Federal agencies’ discretionary spending has risen 39 percent in the past three years. “I think the public is ready for spending cuts,” Riedl said. “Not only does the public understand there’s a lot of waste in the federal budget, but the public is ready to make sacrifices during the war on terror.”
I see… the public is “ready to make sacrifices”. Well, I think there have been plenty of sacrifices already: their sons and daughters sent to an ill-advised war, many killed.
Why, I wonder, does the public need to sacrifice rather than the massive tax cuts for the rich be rolled back? Oh, I forgot… the rich obviously aren’t the public under this administration.
Keep this in mind when you go to the polls in November: all those great plans that Bush touted a while ago, such as fighting AIDS in Africa and hydrogen cars, never managed to be funded as he proposed. And when he talks about education and children in this campaign, take it with an enormous grain of salt:
The administration has widely touted a $1.7 billion increase in discretionary funding for the Education Department in its 2005 budget, but the 2006 guidance would pare that back by $1.5 billion. The Department of Veterans Affairs is scheduled to get a $519 million spending increase in 2005, to $29.7 billion, and a $910 million cut in 2006 that would bring its budget below the 2004 level.

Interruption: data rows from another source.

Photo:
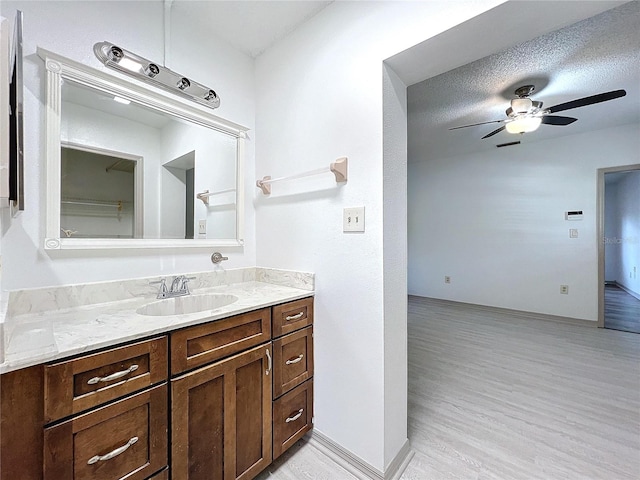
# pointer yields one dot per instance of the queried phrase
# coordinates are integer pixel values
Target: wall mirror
(131, 166)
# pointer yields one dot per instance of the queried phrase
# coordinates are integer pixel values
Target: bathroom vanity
(218, 394)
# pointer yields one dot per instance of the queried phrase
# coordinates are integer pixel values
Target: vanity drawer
(292, 360)
(202, 344)
(126, 439)
(292, 417)
(76, 385)
(292, 316)
(163, 475)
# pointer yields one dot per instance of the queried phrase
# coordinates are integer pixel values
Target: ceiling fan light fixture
(523, 124)
(521, 105)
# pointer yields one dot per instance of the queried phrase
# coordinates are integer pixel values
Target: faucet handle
(162, 291)
(217, 257)
(185, 284)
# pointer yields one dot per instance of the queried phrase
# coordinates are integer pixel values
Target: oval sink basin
(187, 304)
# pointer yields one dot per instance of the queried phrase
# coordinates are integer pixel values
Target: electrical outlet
(353, 219)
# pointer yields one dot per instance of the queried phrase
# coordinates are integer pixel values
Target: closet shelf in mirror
(204, 196)
(91, 207)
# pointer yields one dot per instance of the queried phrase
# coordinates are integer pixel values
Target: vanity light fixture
(139, 67)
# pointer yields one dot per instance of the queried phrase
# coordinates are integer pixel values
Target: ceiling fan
(526, 115)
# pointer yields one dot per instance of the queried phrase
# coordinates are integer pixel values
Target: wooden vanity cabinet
(292, 373)
(125, 439)
(240, 393)
(221, 419)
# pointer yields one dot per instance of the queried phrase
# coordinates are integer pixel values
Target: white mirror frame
(59, 68)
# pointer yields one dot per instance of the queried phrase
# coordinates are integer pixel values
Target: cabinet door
(221, 419)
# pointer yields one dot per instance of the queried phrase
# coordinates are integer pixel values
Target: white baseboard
(630, 292)
(516, 313)
(357, 466)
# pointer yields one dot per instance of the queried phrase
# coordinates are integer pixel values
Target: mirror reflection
(132, 172)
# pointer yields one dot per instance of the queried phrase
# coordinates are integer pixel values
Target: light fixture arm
(139, 67)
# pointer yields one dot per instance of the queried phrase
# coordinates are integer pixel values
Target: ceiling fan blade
(583, 102)
(557, 120)
(497, 130)
(476, 124)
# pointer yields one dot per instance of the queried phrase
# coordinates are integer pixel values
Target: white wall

Also slated for cuts are the Environmental Protection Agency, the National Science Foundation, the Small Business Administration, the Transportation Department, the Social Security Administration, the Interior Department and the Army Corps of Engineers.
… The Women, Infants and Children nutrition program was funded at $4.7 billion for the fiscal year beginning in October, enough to serve the 7.9 million people expected to be eligible. But in 2006, the program would be cut by $122 million. Head Start, the early-childhood education program for the poor, would lose $177 million, or 2.5 percent of its budget, in fiscal 2006.
The $78 million funding increase that Bush has touted for a homeownership program in 2005 would be nearly reversed in 2006 with a $53 million cut. National Institutes of Health spending would be cut 2.1 percent in 2006, to $28 billion, after a $764 million increase for 2005 that brought the NIH budget to $28.6 billion.
Even homeland security — a centerpiece of the Bush reelection campaign — would be affected. Funding would slip in 2006 by $1 billion, to $29.6 billion, although that would still be considerably higher than the $26.6 billion devoted to that field in 2004, according to an analysis of the computer printout by House Budget Committee Democrats.